Clustering of GABAA receptors at inhibitory synapses is important for maintaining the correct balance of excitation and inhibition in the brain. Smith et al. reveal a signaling mechanism at inhibitory synapses involving the scaffold GIT1, which anchors βPIX to the inhibitory synaptic site and activates Rac1 and PAK, thereby stabilizing F-actin.

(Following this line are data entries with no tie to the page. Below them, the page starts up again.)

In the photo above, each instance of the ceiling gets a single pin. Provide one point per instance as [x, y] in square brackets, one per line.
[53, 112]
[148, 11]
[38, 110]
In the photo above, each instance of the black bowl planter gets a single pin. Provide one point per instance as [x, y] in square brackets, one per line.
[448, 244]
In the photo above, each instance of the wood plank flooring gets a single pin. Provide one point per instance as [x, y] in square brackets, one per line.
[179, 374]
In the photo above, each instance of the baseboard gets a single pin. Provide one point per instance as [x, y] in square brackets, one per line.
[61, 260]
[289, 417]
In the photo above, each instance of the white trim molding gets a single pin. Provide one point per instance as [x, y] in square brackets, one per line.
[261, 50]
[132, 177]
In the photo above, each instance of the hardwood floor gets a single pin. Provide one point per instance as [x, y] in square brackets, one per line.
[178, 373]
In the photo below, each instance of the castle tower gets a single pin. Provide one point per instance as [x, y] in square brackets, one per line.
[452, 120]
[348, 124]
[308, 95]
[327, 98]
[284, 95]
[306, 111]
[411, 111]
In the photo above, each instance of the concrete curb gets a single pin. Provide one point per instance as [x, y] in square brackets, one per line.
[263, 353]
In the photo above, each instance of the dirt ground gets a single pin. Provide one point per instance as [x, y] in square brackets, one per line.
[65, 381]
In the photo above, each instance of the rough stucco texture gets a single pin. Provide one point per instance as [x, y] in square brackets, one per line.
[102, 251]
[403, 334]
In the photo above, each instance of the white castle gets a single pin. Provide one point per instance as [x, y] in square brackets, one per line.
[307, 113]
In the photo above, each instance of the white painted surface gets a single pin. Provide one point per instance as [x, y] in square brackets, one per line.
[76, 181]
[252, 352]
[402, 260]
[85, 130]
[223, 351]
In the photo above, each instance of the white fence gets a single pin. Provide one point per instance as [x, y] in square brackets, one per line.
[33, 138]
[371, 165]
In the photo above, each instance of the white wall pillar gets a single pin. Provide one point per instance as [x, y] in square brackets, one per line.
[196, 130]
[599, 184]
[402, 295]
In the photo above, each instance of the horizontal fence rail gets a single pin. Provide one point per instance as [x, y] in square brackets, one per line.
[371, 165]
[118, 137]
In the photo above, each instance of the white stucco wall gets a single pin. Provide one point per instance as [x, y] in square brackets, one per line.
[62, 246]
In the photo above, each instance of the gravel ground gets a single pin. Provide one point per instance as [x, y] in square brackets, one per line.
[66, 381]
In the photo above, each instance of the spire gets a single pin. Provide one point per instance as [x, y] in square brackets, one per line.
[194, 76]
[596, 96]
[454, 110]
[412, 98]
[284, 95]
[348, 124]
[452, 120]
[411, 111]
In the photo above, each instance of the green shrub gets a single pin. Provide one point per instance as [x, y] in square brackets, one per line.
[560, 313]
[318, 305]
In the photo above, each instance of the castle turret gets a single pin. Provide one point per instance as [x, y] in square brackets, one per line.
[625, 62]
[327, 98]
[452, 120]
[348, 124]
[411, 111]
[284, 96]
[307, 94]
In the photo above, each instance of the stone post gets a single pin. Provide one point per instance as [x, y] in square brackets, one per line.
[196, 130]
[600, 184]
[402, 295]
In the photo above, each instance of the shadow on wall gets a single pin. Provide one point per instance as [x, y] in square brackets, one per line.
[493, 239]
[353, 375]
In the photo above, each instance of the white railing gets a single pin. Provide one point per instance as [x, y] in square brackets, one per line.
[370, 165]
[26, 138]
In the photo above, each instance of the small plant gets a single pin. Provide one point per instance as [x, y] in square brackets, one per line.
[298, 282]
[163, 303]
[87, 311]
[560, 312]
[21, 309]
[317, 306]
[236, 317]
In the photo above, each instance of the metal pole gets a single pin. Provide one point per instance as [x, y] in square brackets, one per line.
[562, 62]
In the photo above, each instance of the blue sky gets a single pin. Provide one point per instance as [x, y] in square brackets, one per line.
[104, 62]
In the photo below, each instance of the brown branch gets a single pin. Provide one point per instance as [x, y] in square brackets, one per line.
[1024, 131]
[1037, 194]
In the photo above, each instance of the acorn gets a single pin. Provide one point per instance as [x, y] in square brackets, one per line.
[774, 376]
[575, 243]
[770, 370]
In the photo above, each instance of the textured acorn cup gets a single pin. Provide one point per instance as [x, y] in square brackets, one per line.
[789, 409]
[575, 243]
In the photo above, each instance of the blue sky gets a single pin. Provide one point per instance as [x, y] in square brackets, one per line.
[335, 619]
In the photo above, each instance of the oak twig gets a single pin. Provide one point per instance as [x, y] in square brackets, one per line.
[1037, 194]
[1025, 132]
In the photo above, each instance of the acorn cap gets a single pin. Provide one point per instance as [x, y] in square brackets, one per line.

This signaling pathway underlies the stabilization of synaptic GABAA receptors and therefore contributes to efficient inhibitory synaptic transmission in the brain.

Introduction

GABAA receptors (GABAARs) are essential mediators of inhibitory neurotransmission in the central nervous system and are critical for maintaining the correct balance of excitation and inhibition in the brain (Smith and Kittler, 2010). GABAergic synapses undergo extensive synaptic plasticity that alters the strength and efficacy of synaptic inhibition (Luscher et al., 2011a). Inhibitory synapse strength can be rapidly controlled by changing the number of GABAARs in the postsynaptic domain, which is achieved by receptor insertion into and removal from the plasma membrane at extrasynaptic sites and by dynamic movements of GABAARs to and from the synapse via lateral diffusion in the plasma membrane (Arancibia-Cárcamo et al., 2009; Bannai et al., 2009; Muir et al., 2010; Smith et al., 2012; Twelvetrees et al., 2010). However, the molecular mechanisms and regulatory signaling pathways that locally control GABAAR surface levels and synaptic stability remain unclear.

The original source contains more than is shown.